Bu söyleme "Senden çocuk istemiyorum" eşinizi getiren sizin tavrınızdır... Tahmin ediyorum sık telaffuz edilen ya da tavırlarla arzulandığı belli edilen en önemli şey şu an çocuk sizin için... Eğer başka bir şey olsaydı bu kez ona dirsek çevirecekti, zira lafının dinlenmesini istiyor ve tehdit edilmeniz gerek...

Buna benzer bir şeyi ben de evliliğimde yaşadım, hatta bir konuya daha yanıt vermiştim bununla ilgili...
Siz neden aynısını yapmıyorsunuz, bunu merak ettim.. İçinize atın bu incinmişliğinizi ve en güzel anlarınızda bile şunu yapın;
"Fiziğim çok güzel... hayatta bozamam bunu... Spora başlayıp iyice fit bir hale gelmeyi düşünüyorum. Saç, baş bakımlarım, ileride de belki küçük bazı estetik operasyonlar yaptırırım..." vs. vs... Tartışma anlarında değil ancak mesela bir arkadaşınızla konuşuyor gibi yapıp uzun süre telefonda, onun yanındayken "Çocuk mu? Delimisin... Asla düşünmüyorum!.. Özgürlüğümü çocukla sınırlayamam... Kariyerimle ilgili güzel planlarımız var işyerinde, bir kaç seneye kadar şok olacağına eminim"... diye konuşun... Direkt eşinizle değil ama... Sanki biriyle konuşur gibi... Ailelerin yanında da değil... Hiç eşinizi bu çocuk meselesine muhatap etmeyin... Onunla konuşurken canımlı cicimli konuşun hatta... Sosyal yaşantınızı da meşgul hale getirin lütfen.. Çalışıyor musunuz bilmiyorum.. Ancak iş hayatı böyle durumlarda can kurtarandır..
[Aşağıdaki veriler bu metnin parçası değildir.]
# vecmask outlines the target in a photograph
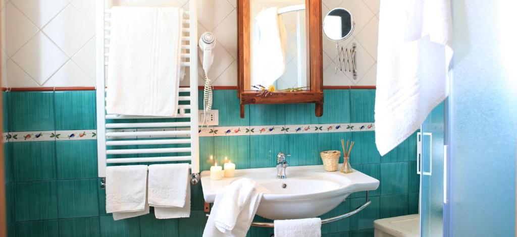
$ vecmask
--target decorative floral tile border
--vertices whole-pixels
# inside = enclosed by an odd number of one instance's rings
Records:
[[[95,140],[96,130],[67,130],[30,132],[9,132],[4,133],[4,143],[21,141],[46,141],[63,140]]]
[[[163,131],[187,130],[189,128],[163,129]],[[209,127],[200,128],[199,136],[224,136],[301,134],[307,133],[338,133],[375,131],[375,124],[370,123],[329,123],[324,124],[294,124],[262,126]],[[153,131],[153,129],[109,129],[107,132]],[[92,140],[97,139],[96,130],[67,130],[56,131],[10,132],[4,133],[3,143],[52,140]],[[185,137],[185,136],[179,136]],[[145,138],[159,137],[153,136]],[[139,138],[144,137],[128,137]],[[108,138],[109,139],[109,138]]]

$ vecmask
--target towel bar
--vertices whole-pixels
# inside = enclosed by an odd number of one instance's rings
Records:
[[[331,222],[334,222],[353,216],[354,214],[357,214],[358,212],[362,211],[363,209],[366,208],[366,207],[369,206],[371,203],[372,201],[368,201],[368,192],[367,191],[366,202],[364,202],[362,205],[360,206],[357,208],[356,208],[355,210],[351,212],[347,212],[346,213],[343,214],[343,215],[334,216],[333,217],[330,217],[322,219],[322,225],[326,224],[327,223],[330,223]],[[210,214],[206,214],[206,216],[210,216]],[[257,227],[274,228],[275,224],[268,222],[252,222],[251,223],[251,226],[255,226]]]

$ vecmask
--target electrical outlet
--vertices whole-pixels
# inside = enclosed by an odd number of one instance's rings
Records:
[[[215,126],[219,124],[219,110],[212,109],[206,112],[206,120],[205,120],[205,112],[199,110],[199,124],[203,124],[203,121],[205,121],[205,125],[208,126]]]

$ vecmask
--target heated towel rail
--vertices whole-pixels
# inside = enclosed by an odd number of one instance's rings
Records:
[[[178,116],[173,117],[106,114],[106,71],[109,66],[111,10],[97,2],[97,121],[99,177],[104,187],[109,164],[190,162],[191,182],[199,181],[197,125],[197,9],[190,0],[184,12],[181,55],[190,69],[190,86],[179,88]],[[188,27],[187,26],[188,26]]]

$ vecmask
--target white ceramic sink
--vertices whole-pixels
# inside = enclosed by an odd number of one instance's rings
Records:
[[[210,171],[204,171],[201,184],[205,201],[214,202],[224,187],[246,177],[269,191],[261,200],[257,214],[271,219],[300,219],[320,216],[337,207],[350,194],[379,186],[378,180],[360,172],[327,172],[323,165],[290,166],[286,173],[287,179],[278,179],[275,167],[239,169],[235,170],[234,178],[215,181],[210,180]]]

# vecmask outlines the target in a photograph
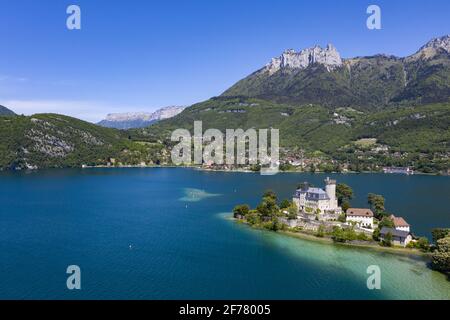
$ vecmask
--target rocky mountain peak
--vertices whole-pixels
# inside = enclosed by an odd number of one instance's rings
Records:
[[[325,49],[316,45],[300,52],[288,49],[280,57],[272,58],[265,66],[264,71],[273,74],[280,69],[305,69],[315,63],[321,64],[331,71],[342,65],[342,59],[332,44],[328,44]]]
[[[172,118],[185,108],[184,106],[170,106],[158,109],[155,112],[110,113],[105,120],[98,124],[116,129],[143,128],[157,121]]]
[[[429,59],[442,52],[450,54],[450,35],[432,39],[411,57]]]

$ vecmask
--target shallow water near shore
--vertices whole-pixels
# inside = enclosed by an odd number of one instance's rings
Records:
[[[420,257],[348,248],[255,230],[228,219],[273,189],[290,198],[322,174],[176,168],[0,173],[3,299],[450,299],[450,282]],[[330,177],[368,192],[417,234],[450,227],[450,178]],[[82,289],[66,288],[79,265]],[[367,267],[381,269],[368,290]]]

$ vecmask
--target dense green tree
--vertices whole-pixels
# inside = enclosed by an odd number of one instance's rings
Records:
[[[256,210],[261,213],[263,217],[271,217],[278,213],[279,208],[276,202],[276,196],[265,196],[262,202],[258,205]]]
[[[287,209],[292,205],[292,202],[289,201],[288,199],[284,199],[283,201],[281,201],[280,203],[280,209]]]
[[[325,236],[325,227],[321,224],[319,228],[317,228],[316,237],[323,238]]]
[[[421,237],[419,238],[419,240],[417,240],[416,246],[420,250],[428,251],[430,249],[430,242],[428,241],[427,238]]]
[[[272,190],[267,190],[266,192],[264,192],[263,194],[263,198],[271,198],[275,201],[277,201],[277,194],[275,192],[273,192]]]
[[[383,217],[378,223],[378,228],[382,229],[383,227],[395,228],[394,221],[389,217]]]
[[[380,240],[380,228],[376,228],[376,229],[373,231],[372,238],[373,238],[373,240],[375,240],[375,241],[379,241],[379,240]]]
[[[260,215],[257,211],[250,211],[245,218],[250,225],[259,224],[261,222]]]
[[[450,273],[450,237],[437,241],[436,250],[431,257],[431,267],[434,270]]]
[[[431,230],[433,236],[433,243],[437,244],[438,240],[447,237],[450,234],[450,229],[447,228],[435,228]]]
[[[369,193],[367,195],[367,203],[370,205],[372,210],[375,212],[375,216],[378,218],[383,215],[385,210],[384,207],[384,197],[379,194]]]
[[[344,200],[341,204],[342,211],[347,212],[347,210],[350,208],[350,202],[347,200]]]
[[[341,205],[344,201],[350,202],[353,198],[353,190],[345,183],[338,183],[336,185],[336,197],[339,205]]]
[[[344,230],[342,230],[342,228],[338,227],[338,226],[333,227],[333,231],[331,233],[331,238],[335,242],[345,242],[346,241]]]
[[[295,205],[295,203],[293,203],[293,205],[288,208],[288,219],[295,220],[297,219],[297,215],[298,215],[298,208]]]
[[[383,241],[381,241],[381,245],[385,247],[391,247],[392,246],[392,233],[388,232],[385,236]]]

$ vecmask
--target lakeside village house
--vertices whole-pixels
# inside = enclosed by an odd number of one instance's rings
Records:
[[[348,227],[354,225],[358,231],[372,234],[376,228],[372,210],[365,208],[349,208],[346,212],[346,222],[338,222],[342,208],[338,206],[336,197],[336,180],[325,179],[325,190],[310,187],[304,183],[302,188],[296,190],[293,202],[298,207],[296,220],[284,219],[290,227],[301,226],[306,230],[317,230],[321,224],[329,226]],[[412,240],[410,225],[402,218],[391,215],[394,228],[383,227],[380,231],[380,240],[386,239],[390,234],[392,243],[406,247]]]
Eşiniz iplerin elinden kaydığını hissetmeli... Bir daha aynı şey ile sizi tartışma esnasında tehdit ederse de "Bu zaten benim fikrimdi.. Ne çabuk sahip çıktın? Bana sordun mu, senin çocuğunu taşıyıp taşımak istemediğimi... Bu benim vücudum, benim kararım.. Tartışmalara alet etmeyelim lütfen çocuk gibi.. Baksana daha seni büyütmem gerek" deyiverin...

Korkmayın.. sinmeyin.. üzülmeyin... Bir şey olacaksa... zaten olacaktır...
Ne alttan almalarla, ne sabırlarla... hiçbir şekilde üstesinden gelemezsiniz... Saygınızı koruyup, adabınızla tartışın, doğru bildiğiniz şey hakkında... sonuna kadar... Üslubunuza dikkat ettiğiniz sürece ne tartışmalar tırmanır ve ne de bu kadar incinirsiniz...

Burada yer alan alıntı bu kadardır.